I would also like to test training on simple files that are
specifically made to represent rules in music theory (basic chords,
intervals, etc.)
Chords and intervals aren't really musical 'rules', they're (a way of describing) structures that can exist independently of any rules for their generation or analysis. Of course any particular terminology may have its own rules, but that is conceptually different to musical rules governing 'what sounds are actually played', which sounds like ultimately what you care about.
Anyway, if you want to make some simple midi files consisting of (say) just one chord for test purposes, those should be trivial to generate if you can't find them online.
Alternatively, are there any simple songs that exemplify theory more
than others?
At the level of fairly simple rules, you will find that each song exemplifies rules relating to that particular style of music. So if you feed in some Latin jazz pieces, you'll find those tend to follow a certain set of rules, while a set of Baroque organ pieces will have a different set of tendencies (i.e. some of their 'rules' would be different).

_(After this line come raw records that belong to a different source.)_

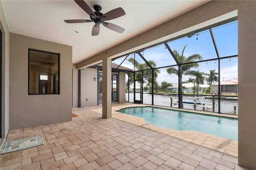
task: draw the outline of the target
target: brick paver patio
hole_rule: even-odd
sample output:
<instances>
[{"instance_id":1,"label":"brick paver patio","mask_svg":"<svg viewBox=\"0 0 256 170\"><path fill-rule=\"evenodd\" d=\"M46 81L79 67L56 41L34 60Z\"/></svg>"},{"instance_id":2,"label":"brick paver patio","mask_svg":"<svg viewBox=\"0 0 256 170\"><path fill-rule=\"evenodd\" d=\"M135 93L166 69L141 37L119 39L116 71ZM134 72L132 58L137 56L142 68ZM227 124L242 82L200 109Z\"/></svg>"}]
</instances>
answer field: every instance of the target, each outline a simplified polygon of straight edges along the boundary
<instances>
[{"instance_id":1,"label":"brick paver patio","mask_svg":"<svg viewBox=\"0 0 256 170\"><path fill-rule=\"evenodd\" d=\"M112 109L128 104L113 104ZM196 135L183 140L186 132L154 130L138 125L143 120L119 120L114 111L112 118L103 119L100 108L73 109L78 116L69 122L10 130L7 140L42 135L45 144L1 155L1 170L246 169L236 158L190 142Z\"/></svg>"}]
</instances>

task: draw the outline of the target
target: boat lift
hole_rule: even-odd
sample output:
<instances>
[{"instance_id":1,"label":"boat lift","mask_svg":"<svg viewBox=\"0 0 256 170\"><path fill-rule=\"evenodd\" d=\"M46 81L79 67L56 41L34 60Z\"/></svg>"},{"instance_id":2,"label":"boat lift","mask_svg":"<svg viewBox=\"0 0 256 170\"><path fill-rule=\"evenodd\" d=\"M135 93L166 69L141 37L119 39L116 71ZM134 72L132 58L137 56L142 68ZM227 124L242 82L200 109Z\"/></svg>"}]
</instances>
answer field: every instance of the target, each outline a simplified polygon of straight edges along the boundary
<instances>
[{"instance_id":1,"label":"boat lift","mask_svg":"<svg viewBox=\"0 0 256 170\"><path fill-rule=\"evenodd\" d=\"M170 106L171 107L172 107L172 104L174 104L174 105L176 105L178 104L179 101L174 101L174 103L173 103L172 101L172 96L171 96L170 97L171 99L171 102L167 102L167 101L164 101L163 103L170 103ZM203 107L203 111L204 111L205 107L206 108L206 109L210 109L211 110L213 110L214 109L214 107L217 106L217 104L214 103L214 101L213 101L212 103L204 103L204 102L196 102L196 101L194 100L194 98L186 98L187 99L194 99L194 101L182 101L182 105L188 105L191 106L193 106L194 109L196 110L196 107ZM176 101L176 102L175 102ZM205 105L205 104L207 105ZM213 106L214 106L213 107Z\"/></svg>"}]
</instances>

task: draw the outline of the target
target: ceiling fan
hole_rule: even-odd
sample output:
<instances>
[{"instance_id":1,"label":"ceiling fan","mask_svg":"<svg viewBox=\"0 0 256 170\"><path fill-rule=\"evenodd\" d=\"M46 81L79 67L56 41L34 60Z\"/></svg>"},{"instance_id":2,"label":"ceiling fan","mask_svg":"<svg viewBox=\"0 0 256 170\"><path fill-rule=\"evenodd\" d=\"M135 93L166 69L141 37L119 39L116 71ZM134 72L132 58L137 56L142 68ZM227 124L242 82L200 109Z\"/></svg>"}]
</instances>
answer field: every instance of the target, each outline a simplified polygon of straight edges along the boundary
<instances>
[{"instance_id":1,"label":"ceiling fan","mask_svg":"<svg viewBox=\"0 0 256 170\"><path fill-rule=\"evenodd\" d=\"M108 12L105 14L100 12L102 8L99 5L94 5L93 12L89 6L83 0L74 0L78 5L90 16L91 20L64 20L67 23L83 23L94 22L95 24L92 28L92 36L98 36L100 33L100 26L102 24L103 26L113 31L119 33L122 33L124 28L119 26L107 22L106 21L112 20L125 15L125 12L120 7L114 9Z\"/></svg>"}]
</instances>

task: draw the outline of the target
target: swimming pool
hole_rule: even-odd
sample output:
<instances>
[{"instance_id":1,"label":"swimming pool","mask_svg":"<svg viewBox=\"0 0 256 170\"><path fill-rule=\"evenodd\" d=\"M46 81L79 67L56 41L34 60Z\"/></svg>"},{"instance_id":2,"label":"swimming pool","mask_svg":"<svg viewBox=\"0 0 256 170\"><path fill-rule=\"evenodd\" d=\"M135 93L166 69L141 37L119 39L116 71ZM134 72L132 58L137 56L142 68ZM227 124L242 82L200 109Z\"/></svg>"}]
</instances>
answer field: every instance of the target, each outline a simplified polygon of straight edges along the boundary
<instances>
[{"instance_id":1,"label":"swimming pool","mask_svg":"<svg viewBox=\"0 0 256 170\"><path fill-rule=\"evenodd\" d=\"M237 119L151 107L124 108L118 112L142 117L154 126L196 130L238 140Z\"/></svg>"}]
</instances>

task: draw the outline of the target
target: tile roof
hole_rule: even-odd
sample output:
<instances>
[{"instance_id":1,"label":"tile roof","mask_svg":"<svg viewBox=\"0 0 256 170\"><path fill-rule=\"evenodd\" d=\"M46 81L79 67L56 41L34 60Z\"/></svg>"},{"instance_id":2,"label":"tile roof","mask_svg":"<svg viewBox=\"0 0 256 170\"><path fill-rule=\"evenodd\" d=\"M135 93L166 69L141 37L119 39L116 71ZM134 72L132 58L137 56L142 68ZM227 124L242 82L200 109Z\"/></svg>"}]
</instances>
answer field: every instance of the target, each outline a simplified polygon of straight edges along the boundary
<instances>
[{"instance_id":1,"label":"tile roof","mask_svg":"<svg viewBox=\"0 0 256 170\"><path fill-rule=\"evenodd\" d=\"M237 85L238 84L238 79L233 79L231 80L225 80L220 82L220 85ZM218 83L215 83L212 85L218 85Z\"/></svg>"},{"instance_id":2,"label":"tile roof","mask_svg":"<svg viewBox=\"0 0 256 170\"><path fill-rule=\"evenodd\" d=\"M96 65L97 67L102 67L102 63L100 63L97 65ZM112 69L118 69L118 70L122 70L124 71L133 71L132 69L130 69L129 68L126 67L125 67L122 66L122 65L120 65L118 68L117 68L119 65L118 64L115 64L114 63L112 63Z\"/></svg>"}]
</instances>

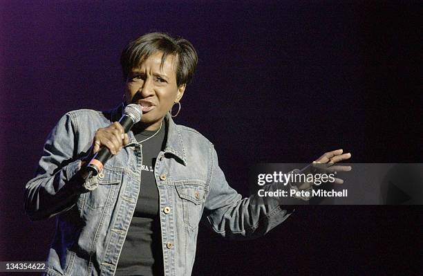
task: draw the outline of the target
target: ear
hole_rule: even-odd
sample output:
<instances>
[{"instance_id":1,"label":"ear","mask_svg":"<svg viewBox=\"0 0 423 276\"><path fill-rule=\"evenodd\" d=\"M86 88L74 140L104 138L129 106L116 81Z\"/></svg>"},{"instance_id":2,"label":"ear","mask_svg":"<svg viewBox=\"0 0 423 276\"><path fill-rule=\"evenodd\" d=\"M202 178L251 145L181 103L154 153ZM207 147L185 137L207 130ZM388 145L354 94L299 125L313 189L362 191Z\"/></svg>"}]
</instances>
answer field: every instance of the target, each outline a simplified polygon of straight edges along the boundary
<instances>
[{"instance_id":1,"label":"ear","mask_svg":"<svg viewBox=\"0 0 423 276\"><path fill-rule=\"evenodd\" d=\"M176 93L176 99L175 99L175 102L179 102L180 99L182 99L182 96L184 95L184 92L185 91L186 87L187 84L180 84L179 87L178 87L178 92Z\"/></svg>"}]
</instances>

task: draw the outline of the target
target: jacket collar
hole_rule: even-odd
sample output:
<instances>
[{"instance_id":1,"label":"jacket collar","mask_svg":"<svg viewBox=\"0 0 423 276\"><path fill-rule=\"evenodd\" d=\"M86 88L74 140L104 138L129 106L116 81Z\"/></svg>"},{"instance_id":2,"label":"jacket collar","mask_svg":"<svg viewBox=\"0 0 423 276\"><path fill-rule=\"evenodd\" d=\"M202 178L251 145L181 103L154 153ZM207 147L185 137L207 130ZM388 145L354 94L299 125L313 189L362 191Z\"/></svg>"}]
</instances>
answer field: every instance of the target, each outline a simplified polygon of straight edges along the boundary
<instances>
[{"instance_id":1,"label":"jacket collar","mask_svg":"<svg viewBox=\"0 0 423 276\"><path fill-rule=\"evenodd\" d=\"M111 111L112 122L118 121L123 114L123 104L120 104L116 109ZM107 117L107 116L106 116ZM164 119L167 129L167 141L164 147L164 154L169 154L177 157L184 165L187 165L187 156L182 142L180 131L178 129L178 125L173 122L169 113L166 113ZM128 133L129 136L129 144L137 143L133 133L130 131Z\"/></svg>"}]
</instances>

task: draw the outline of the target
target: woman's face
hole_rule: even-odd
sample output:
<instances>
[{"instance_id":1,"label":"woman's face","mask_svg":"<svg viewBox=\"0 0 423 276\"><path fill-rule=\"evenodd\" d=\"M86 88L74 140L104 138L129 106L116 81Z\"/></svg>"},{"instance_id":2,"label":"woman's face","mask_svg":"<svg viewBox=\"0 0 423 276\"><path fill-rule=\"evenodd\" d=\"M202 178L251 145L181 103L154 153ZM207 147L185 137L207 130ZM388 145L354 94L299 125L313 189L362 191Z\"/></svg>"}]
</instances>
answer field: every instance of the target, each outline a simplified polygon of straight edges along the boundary
<instances>
[{"instance_id":1,"label":"woman's face","mask_svg":"<svg viewBox=\"0 0 423 276\"><path fill-rule=\"evenodd\" d=\"M125 87L126 103L138 104L142 110L141 123L147 130L160 127L173 103L179 102L185 84L176 84L176 57L168 55L160 68L163 53L151 55L128 74Z\"/></svg>"}]
</instances>

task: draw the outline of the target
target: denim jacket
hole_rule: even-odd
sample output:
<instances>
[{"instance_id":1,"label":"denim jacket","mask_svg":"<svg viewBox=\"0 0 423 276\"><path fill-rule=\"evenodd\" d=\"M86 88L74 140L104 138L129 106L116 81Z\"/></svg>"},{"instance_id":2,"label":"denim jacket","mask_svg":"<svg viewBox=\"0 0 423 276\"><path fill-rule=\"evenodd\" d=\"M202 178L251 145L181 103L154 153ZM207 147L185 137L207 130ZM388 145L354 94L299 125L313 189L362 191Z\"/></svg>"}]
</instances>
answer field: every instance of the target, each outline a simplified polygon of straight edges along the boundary
<instances>
[{"instance_id":1,"label":"denim jacket","mask_svg":"<svg viewBox=\"0 0 423 276\"><path fill-rule=\"evenodd\" d=\"M140 192L142 145L129 131L129 143L90 183L73 177L95 131L118 120L121 110L65 114L46 142L36 176L26 185L31 220L56 218L47 275L115 274ZM191 275L202 217L220 235L243 238L263 235L289 217L279 204L258 203L256 195L243 199L226 181L213 144L169 114L165 122L167 140L154 176L166 276Z\"/></svg>"}]
</instances>

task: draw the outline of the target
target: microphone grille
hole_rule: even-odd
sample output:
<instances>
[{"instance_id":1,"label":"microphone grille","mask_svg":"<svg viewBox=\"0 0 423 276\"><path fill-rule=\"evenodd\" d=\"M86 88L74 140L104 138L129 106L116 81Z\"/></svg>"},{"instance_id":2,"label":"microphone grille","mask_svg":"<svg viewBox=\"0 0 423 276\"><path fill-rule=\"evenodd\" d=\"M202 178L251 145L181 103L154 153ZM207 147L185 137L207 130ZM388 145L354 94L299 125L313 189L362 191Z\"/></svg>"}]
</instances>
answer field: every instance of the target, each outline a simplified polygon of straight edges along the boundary
<instances>
[{"instance_id":1,"label":"microphone grille","mask_svg":"<svg viewBox=\"0 0 423 276\"><path fill-rule=\"evenodd\" d=\"M141 117L142 117L142 111L141 110L140 104L128 104L124 110L124 113L131 117L134 124L140 122L141 120Z\"/></svg>"}]
</instances>

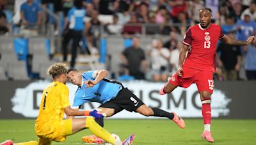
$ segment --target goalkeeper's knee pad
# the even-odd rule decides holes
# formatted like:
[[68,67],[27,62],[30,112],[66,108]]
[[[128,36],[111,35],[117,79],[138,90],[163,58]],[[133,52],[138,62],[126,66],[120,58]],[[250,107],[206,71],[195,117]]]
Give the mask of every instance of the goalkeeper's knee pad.
[[85,127],[89,128],[92,125],[92,124],[95,123],[95,121],[94,120],[93,117],[89,116],[86,118],[85,121]]

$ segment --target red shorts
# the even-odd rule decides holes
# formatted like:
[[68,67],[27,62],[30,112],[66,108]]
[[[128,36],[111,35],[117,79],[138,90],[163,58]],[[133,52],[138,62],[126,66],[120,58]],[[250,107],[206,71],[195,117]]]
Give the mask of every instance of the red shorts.
[[175,73],[169,80],[169,83],[183,88],[188,88],[192,83],[195,83],[199,92],[213,92],[212,72],[183,68],[182,76],[178,76]]

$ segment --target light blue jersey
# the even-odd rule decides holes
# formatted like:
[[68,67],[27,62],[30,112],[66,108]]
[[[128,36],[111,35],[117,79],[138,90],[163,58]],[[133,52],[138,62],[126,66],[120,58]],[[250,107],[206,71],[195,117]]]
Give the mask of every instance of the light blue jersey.
[[78,107],[84,103],[96,102],[104,104],[115,98],[122,86],[118,83],[111,83],[102,79],[93,87],[86,88],[87,80],[95,80],[93,71],[84,72],[82,74],[82,86],[78,87],[75,93],[73,107]]
[[86,11],[84,9],[77,9],[76,7],[68,12],[68,20],[70,22],[69,29],[74,31],[83,31],[84,29],[84,18]]

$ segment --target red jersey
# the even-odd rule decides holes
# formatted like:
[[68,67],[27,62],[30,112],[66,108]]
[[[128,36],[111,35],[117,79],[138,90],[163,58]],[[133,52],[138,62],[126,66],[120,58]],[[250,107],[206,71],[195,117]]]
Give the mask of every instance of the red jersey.
[[218,41],[225,34],[220,25],[210,24],[208,29],[200,24],[190,27],[183,43],[191,46],[183,67],[192,69],[216,71],[216,50]]

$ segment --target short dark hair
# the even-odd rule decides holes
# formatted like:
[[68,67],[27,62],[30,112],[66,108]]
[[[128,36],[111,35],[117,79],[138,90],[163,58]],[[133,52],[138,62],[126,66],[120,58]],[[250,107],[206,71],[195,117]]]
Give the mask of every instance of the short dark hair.
[[47,70],[47,74],[52,76],[52,78],[60,76],[62,74],[66,74],[68,67],[63,63],[56,63],[51,65]]
[[77,69],[72,68],[72,69],[68,69],[68,71],[67,71],[67,73],[68,74],[68,73],[69,73],[69,72],[70,72],[70,71],[76,71],[76,72],[79,72]]
[[81,9],[83,8],[83,1],[82,0],[74,0],[74,6],[78,9]]
[[204,11],[204,10],[207,10],[207,11],[208,11],[210,13],[212,14],[212,10],[211,10],[211,8],[206,8],[206,7],[202,8],[199,9],[198,11],[199,11],[199,13],[200,13],[201,11]]

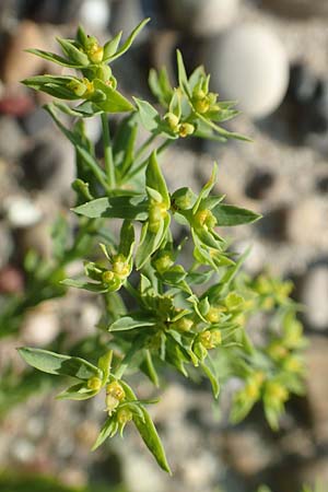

What you'd probably want to do would be to feed the system with the kind of music that you want it to produce.
Of course it's possible that there are deeper rules at a greater level of abstraction that hold for a wide range of genres. These would probably be discoverable by feeding in a range of different styles of works. How a neural net would cope with that would be interesting - would it end up 'seeing' music as divided into genres, with groups of rules that can be used together?
It might be an interesting experiment to train your net on simpler pieces (nursery rhymes?) before giving it more complex pieces, and compare that approach with throwing more complex stuff at it from the start.